For SASL using JAAS, you’ll have to configure additional properties for accessing cluster CA cert and depending on SASL mechanism. The truststoreSecrefRef is actually a reference to a Kubernetes Secret that should be created first and reachable from Microcks instance:

features:
  async:
    kafka:
      authentication:
        type: SASL_SSL            # SASL using JAAS authentication
        truststoreType: PKCS12    # JKS also possible.
        truststoreSecretRef:
          secret: my-kafka-cluster-ca-cert   # Name of Kubernetes secret holding cluster ca cert.
          storeKey: ca.p12                   # Truststore ca cert entry in Secret.
          passwordKey: ca.password           # Truststore password entry in Secret.
        saslMechanism: SCRAM-SHA-512
        saslJaasConfig: org.apache.kafka.common.security.scram.ScramLoginModule required username="scram-user" password="tDtDCT3pYKE5";

For mutual TLS, you’ll have to configuration additional properties for accessing the client certificate.
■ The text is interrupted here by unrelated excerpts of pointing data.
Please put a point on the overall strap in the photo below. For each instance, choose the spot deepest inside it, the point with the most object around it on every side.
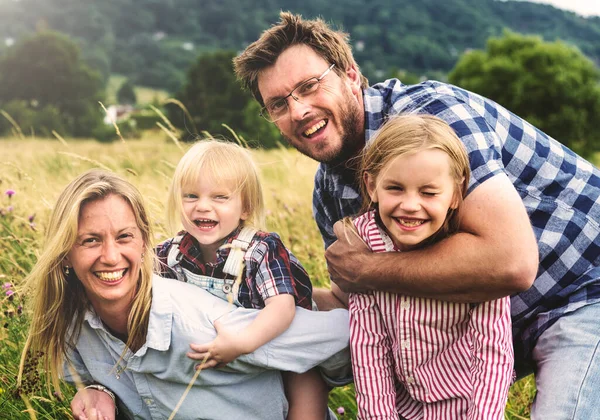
(239, 246)
(174, 257)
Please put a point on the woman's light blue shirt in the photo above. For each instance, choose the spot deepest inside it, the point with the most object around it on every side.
(150, 382)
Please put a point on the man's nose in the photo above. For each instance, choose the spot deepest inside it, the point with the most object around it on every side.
(297, 109)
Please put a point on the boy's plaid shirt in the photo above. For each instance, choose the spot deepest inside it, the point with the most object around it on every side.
(271, 269)
(559, 189)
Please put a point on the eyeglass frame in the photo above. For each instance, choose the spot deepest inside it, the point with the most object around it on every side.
(265, 113)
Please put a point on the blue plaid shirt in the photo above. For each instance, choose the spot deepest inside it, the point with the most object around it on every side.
(560, 190)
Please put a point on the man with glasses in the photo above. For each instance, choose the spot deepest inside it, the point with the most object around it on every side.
(530, 225)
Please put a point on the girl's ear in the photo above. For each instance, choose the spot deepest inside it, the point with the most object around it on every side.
(457, 194)
(369, 181)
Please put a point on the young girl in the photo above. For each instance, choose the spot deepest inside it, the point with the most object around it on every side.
(418, 358)
(216, 195)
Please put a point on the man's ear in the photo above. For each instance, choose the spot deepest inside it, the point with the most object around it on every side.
(370, 184)
(353, 75)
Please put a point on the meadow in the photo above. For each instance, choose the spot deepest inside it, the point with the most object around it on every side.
(34, 171)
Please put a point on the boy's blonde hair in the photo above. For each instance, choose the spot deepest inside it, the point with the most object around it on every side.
(58, 301)
(404, 134)
(223, 163)
(331, 45)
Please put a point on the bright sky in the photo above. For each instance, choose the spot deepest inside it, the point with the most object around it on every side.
(582, 7)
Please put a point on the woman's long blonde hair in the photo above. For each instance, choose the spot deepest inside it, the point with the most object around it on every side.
(58, 301)
(410, 133)
(223, 163)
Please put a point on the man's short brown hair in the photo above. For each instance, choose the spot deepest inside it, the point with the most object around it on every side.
(331, 45)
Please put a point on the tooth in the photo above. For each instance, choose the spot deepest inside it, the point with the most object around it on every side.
(114, 275)
(314, 128)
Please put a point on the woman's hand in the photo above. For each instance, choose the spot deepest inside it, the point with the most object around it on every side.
(92, 404)
(227, 347)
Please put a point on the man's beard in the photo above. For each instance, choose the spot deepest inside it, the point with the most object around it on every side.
(352, 137)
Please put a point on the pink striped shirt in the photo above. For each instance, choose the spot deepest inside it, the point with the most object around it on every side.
(417, 358)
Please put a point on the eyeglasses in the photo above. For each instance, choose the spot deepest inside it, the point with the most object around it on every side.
(278, 108)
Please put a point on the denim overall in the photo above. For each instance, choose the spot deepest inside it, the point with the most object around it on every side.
(226, 289)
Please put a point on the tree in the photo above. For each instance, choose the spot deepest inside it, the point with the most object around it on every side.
(126, 94)
(46, 70)
(214, 97)
(552, 85)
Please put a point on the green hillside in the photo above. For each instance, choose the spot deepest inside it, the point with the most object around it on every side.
(152, 42)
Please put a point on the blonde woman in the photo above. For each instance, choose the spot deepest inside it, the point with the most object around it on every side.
(103, 321)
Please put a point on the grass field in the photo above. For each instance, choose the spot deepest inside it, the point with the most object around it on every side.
(37, 170)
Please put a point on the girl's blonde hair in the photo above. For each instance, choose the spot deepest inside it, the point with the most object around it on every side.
(58, 301)
(404, 134)
(222, 163)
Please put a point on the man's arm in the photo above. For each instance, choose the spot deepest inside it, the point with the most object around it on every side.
(494, 255)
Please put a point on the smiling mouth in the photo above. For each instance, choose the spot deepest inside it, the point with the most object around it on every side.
(205, 223)
(110, 276)
(315, 128)
(410, 222)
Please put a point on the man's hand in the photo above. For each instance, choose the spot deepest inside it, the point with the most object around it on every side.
(92, 404)
(224, 349)
(346, 258)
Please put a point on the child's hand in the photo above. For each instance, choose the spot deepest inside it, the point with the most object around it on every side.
(225, 348)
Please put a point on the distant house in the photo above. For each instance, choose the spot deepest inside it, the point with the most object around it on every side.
(116, 113)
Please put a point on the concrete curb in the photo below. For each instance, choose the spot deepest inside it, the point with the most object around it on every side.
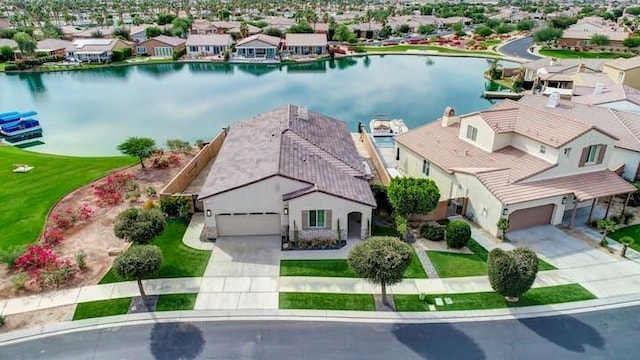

The keystoreSecretRef is actually a reference to a Kubernetes Secret that should be created first and reachable from Microcks instance:

features:
  async:
    kafka:
      authentication:
        type: SSL                 # Mutual TLS authentication
        truststoreType: PKCS12    # JKS also possible.
        truststoreSecretRef:
          secret: my-kafka-cluster-ca-cert   # Name of Kubernetes secret holding cluster ca cert.
          storeKey: ca.p12                   # Truststore ca cert entry in Secret.
          passwordKey: ca.password           # Truststore password entry in Secret.
        keystoreType: PKCS12      # JKS also possible.
        keystoreSecretRef:
          secret: my-mtls-user        # Name of Kubernetes secret holding user client cert.
          storeKey: user.p12          # Keystore client cert entry in Secret.
          passwordKey: user.password  # Keystore password entry in Secret.

💡 We recommend having a in-depth look at the Helm Chart README and the Operator README to get the most up-to-date informations on detailed configuration.